FNB Namibia’s latest housing index warns that a slower growth rate of property prices may not be reflective of city-based prices which have stabilised during the past few months, yet remain elevated. According to Daniel Kavishe, Market Research Manager, FNB Namibia Holdings, the gradual interest rate hiking cycle should put downward pressure on the middle income segment’s housing affordability over the short to medium-term and notably deter strong price growth in the segment.
“Despite lower than anticipated volumes, overall supply should quicken as development increases across the country. The rise of communal centres should further impact the housing market over the next few years. We therefore reaffirm our view of a gradual tapering in house prices in 2015, where prices are expected to print 12 to 15 per cent higher than 2014. This will be wholly in line with the normalisation of real incomes coming into 2015,” noted Kavishe.
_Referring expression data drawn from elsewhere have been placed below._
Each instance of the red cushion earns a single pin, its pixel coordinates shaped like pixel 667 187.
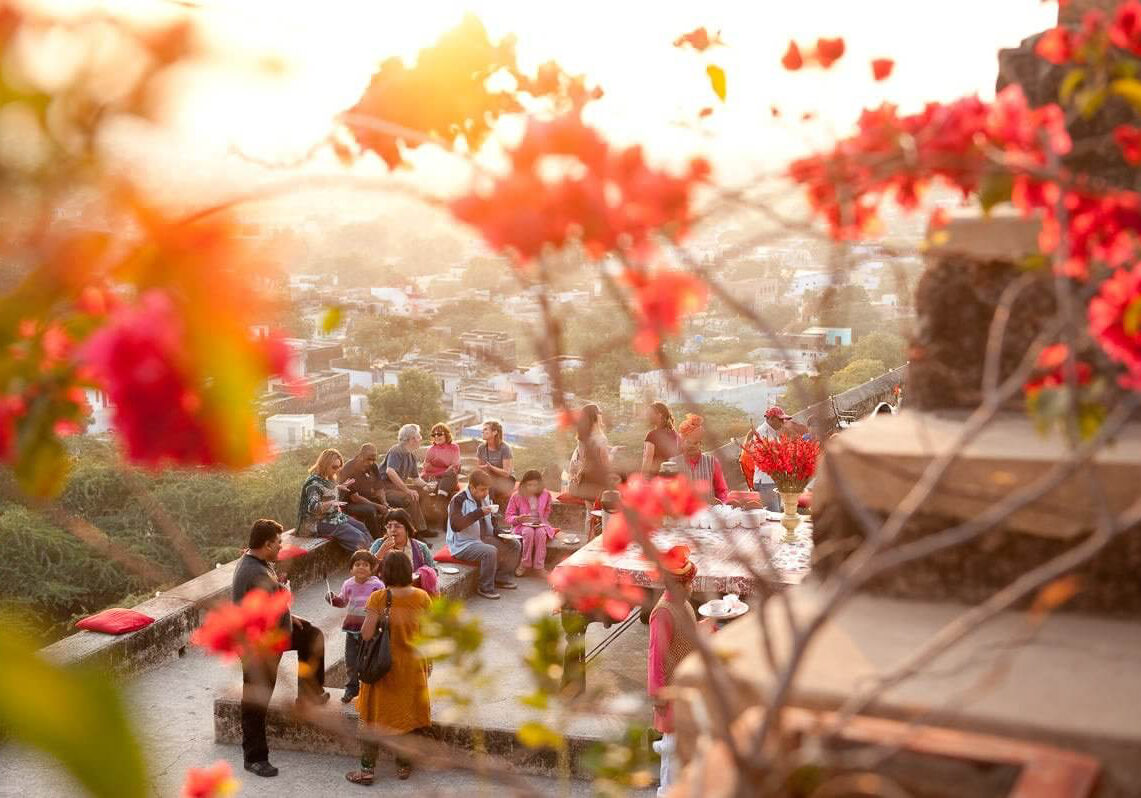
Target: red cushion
pixel 115 621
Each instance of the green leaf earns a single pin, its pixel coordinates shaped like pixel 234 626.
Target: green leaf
pixel 331 320
pixel 995 188
pixel 534 734
pixel 1091 101
pixel 1129 89
pixel 74 715
pixel 717 80
pixel 1070 82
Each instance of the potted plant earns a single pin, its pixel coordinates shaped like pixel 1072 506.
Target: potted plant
pixel 791 461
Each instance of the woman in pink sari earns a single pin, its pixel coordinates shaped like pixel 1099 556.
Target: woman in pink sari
pixel 528 513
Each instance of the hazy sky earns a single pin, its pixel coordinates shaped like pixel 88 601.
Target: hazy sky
pixel 653 90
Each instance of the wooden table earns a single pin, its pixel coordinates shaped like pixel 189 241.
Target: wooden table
pixel 719 554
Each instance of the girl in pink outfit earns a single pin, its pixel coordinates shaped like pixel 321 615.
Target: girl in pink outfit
pixel 528 514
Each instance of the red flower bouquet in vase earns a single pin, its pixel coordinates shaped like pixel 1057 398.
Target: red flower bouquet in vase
pixel 791 461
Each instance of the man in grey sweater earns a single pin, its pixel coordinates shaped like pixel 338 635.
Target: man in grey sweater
pixel 259 675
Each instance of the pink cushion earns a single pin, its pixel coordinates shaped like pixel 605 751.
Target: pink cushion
pixel 115 621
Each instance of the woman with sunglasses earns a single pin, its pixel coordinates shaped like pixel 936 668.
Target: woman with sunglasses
pixel 442 461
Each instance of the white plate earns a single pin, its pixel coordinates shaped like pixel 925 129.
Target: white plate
pixel 706 611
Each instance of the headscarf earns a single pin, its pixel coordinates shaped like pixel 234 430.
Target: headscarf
pixel 693 424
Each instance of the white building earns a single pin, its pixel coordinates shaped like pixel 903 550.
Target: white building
pixel 290 430
pixel 739 385
pixel 100 412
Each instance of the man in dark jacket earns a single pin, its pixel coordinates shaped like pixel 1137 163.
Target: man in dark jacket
pixel 259 675
pixel 366 497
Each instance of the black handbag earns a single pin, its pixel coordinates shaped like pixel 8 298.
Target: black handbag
pixel 374 659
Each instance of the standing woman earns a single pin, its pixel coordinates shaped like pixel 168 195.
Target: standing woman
pixel 495 460
pixel 442 461
pixel 320 510
pixel 662 442
pixel 397 703
pixel 590 464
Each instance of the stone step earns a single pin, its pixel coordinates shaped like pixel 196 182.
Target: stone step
pixel 334 733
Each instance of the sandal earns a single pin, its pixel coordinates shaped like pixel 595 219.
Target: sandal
pixel 363 778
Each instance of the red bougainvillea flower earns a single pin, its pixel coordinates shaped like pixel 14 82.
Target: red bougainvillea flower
pixel 661 299
pixel 1055 46
pixel 613 202
pixel 596 587
pixel 792 58
pixel 790 461
pixel 698 39
pixel 1129 139
pixel 828 51
pixel 1125 30
pixel 251 628
pixel 882 67
pixel 1115 322
pixel 1052 362
pixel 138 359
pixel 216 781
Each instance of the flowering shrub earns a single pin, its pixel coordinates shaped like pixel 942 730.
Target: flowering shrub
pixel 790 461
pixel 251 628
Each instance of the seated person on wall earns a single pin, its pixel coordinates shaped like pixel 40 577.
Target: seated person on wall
pixel 321 513
pixel 471 537
pixel 398 526
pixel 495 461
pixel 701 467
pixel 259 672
pixel 366 501
pixel 442 462
pixel 403 485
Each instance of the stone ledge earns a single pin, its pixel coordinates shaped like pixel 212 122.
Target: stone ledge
pixel 286 731
pixel 884 457
pixel 179 611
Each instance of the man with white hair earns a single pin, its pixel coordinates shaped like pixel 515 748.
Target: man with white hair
pixel 401 473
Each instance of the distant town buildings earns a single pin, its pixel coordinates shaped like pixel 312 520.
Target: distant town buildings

He added however that the growth in property prices in Namibia was reigned in after the sharp increases during the final quarter of 2014.
Kavishe this week explained in the FNB Housing index for March 2015 that quarter on quarter, property prices remained robust growing at a rate of 5 per cent which was in line with current economic conditions within the market.
According to the monthly data, the median house price has stabilised at N$734 000 since its peak in December of N$842 000. The overall slower growth in property prices is seasonal with an expectation that prices will pick up during the latter part of the year. Volume growth within the market showed an increase of 12.8 per cent at the end of March (year on year) with an overall quarterly growth of 16.4 per cent.
Kavishe went on to say that central property prices had moderated between N$690 000 for the lower end of the market to N$3 million in the upper end for the month of March.
“Median prices for the quarter however indicate N$818 000 as the average house price factoring towns outside Windhoek’s periphery. Windhoek median prices have breached the million dollar mark, 5.0 per cent higher than the median for 2014. In Okahandja, prices have increased by 9.2 per cent as compared to last year’s prices while Gobabis prices increased by 11.1 per cent. This could possibly point to higher overall prices for the year as growth in prices in 2014 was robust in the third and fourth quarters. The movement of the data suggests that house prices of the central region were 6 per cent lower in March but this should be viewed as a sluggish month and not necessarily reflective of the whole quarter.”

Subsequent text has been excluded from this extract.